2) If the project has already matured and falls within the memory limits (or is transferred to a device with less memory), find out what you are already using the memory for.
My experience is that almost all significant optimization when fixing a large application depends on a small number of changes: it reduces the size of the cache, highlights some textures (of course, this is a functional change that requires agreement with interested parties, that is, meetings, so there may be ineffective in terms of your time), convert the sound, reduce the initial size of the heap allocated, find ways to free resources that are only used temporarily, and per unload them when required again. Sometimes you will find some structure, which is 64 bytes, which can be reduced to 16 or something else, but these are rarely the worst results. If you know what the largest lists and arrays in the application are, then you know what structures should look first.
Oh yes: find and fix memory leaks. Any memory that you can recover without sacrificing performance is a great start.
I spent a lot of time in the past worrying about code size.
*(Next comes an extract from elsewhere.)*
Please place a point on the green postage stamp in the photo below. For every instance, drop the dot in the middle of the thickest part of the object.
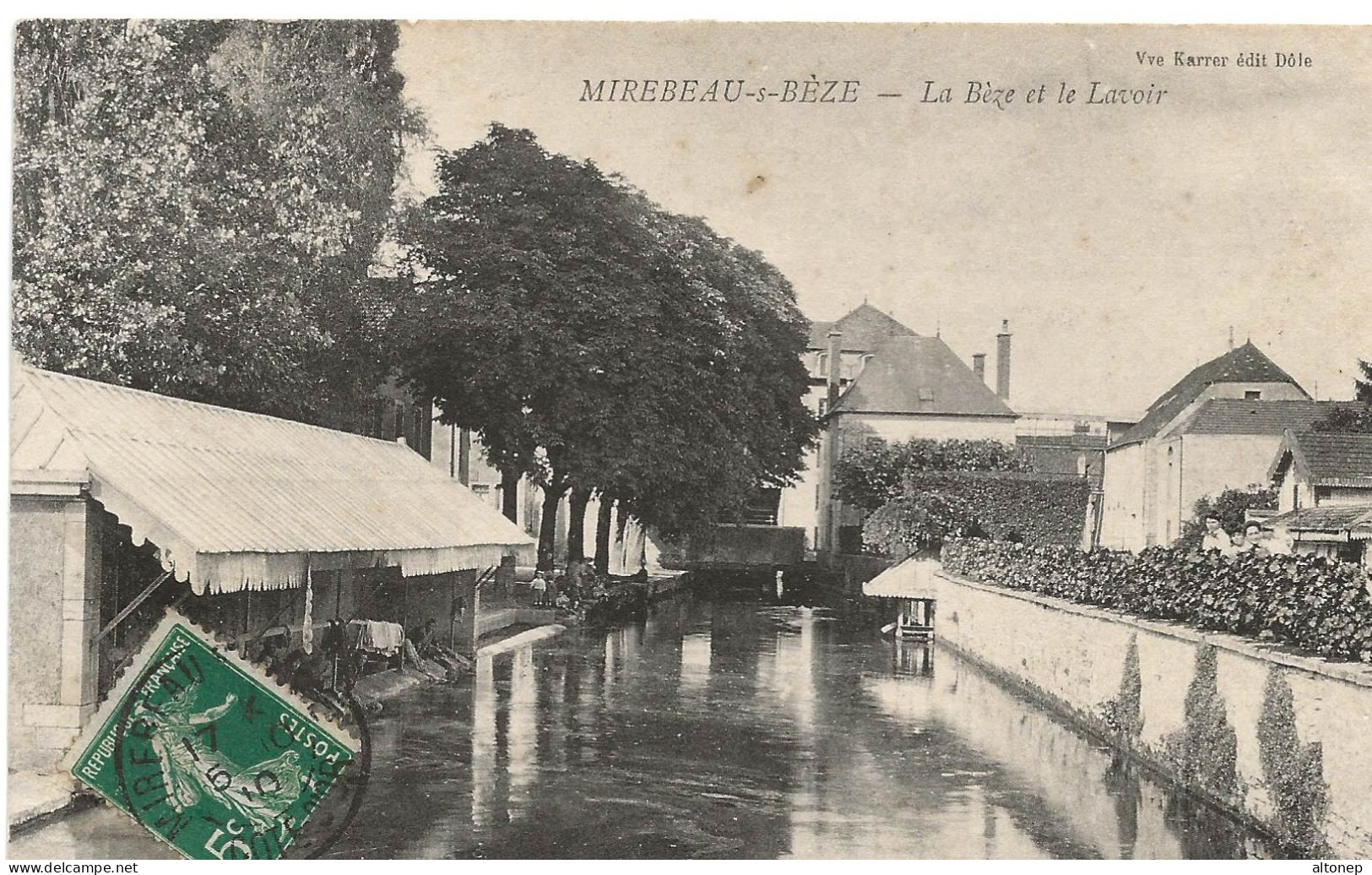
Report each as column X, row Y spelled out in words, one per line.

Key considerations (except: make sure you measure it during assembly so you can see it):
1) Find out which code is referenced, and by what. If you find that the whole XML library is bound to your application in order to parse a two-element configuration file, consider changing the format of the configuration file and / or writing your own trivial analyzer. If you can, use either source or binary analysis to draw a large dependency graph and look at the large components with a small number of users: perhaps this can be cut off with only minor code rewrites. Be prepared to play diplomat: if two different components in your application use XML, and you want to crop it, then you must convince these two people of the benefits of manually rewinding what is now a reliable, ready-made library.
2) Separate the compiler options. Consult your specific platform. For example, you can reduce the allowable default increase in code size due to nesting, and in GCC, at least you can tell the compiler to only apply optimizations that usually don't increase code size.
3) If possible, use libraries already on the target platform (s), even if this means writing an adapter layer. In the above XML example, you may find that your target platform always has an XML library in memory because the OS uses it, in which case it dynamically refers to it.
4) As already mentioned, thumb mode can help in ARM. If you use it only for code that is not performance critical and leave the critical procedures in ARM, you will not notice the difference.
Finally, there may be smart tricks that you can play if you have enough control over the device. Does the user interface let you run one application at a time? Unload all drivers and services that your application does not need. Double buffering screen, but does your application synchronize with the update cycle? You can restore the entire screen buffer.